Official sources for 2018 Social Security and self-employment tax rules
If you want to verify the rules directly, these authoritative references are helpful:
- Social Security Administration: Contribution and benefit base history
- IRS: About Schedule SE (Form 1040)
- IRS: Additional Medicare Tax questions and answers
Practical planning takeaway
To accurately calculate Social Security tax for 2018 on self-employed income, focus on four numbers: your net self-employment income, the 92.35% adjustment factor, any 2018 wages already subject to Social Security tax, and the 2018 wage base of $128,400. Once you have those, the math becomes straightforward.
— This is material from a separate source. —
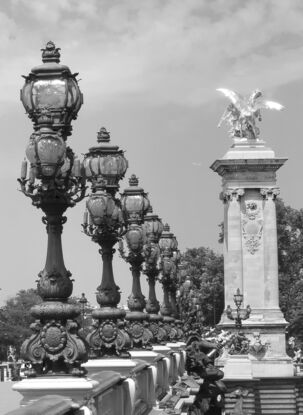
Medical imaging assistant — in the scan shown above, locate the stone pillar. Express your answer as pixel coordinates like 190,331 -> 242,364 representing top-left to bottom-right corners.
221,188 -> 244,312
211,139 -> 293,377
In summary, the 2018 Social Security tax formula for a self-employed individual was:
Social Security tax = 12.4% x the lesser of (net self-employment income x 92.35%) or (2018 wage base of $128,400 minus wages already subject to Social Security tax)
If you also want a broader estimate of your tax situation, add Medicare tax, check whether the Additional Medicare Tax threshold applies, and remember the deduction for one-half of self-employment tax. Used properly, the calculator above gives you a strong planning estimate for tax year 2018 and helps you see exactly how the Social Security cap affects your result.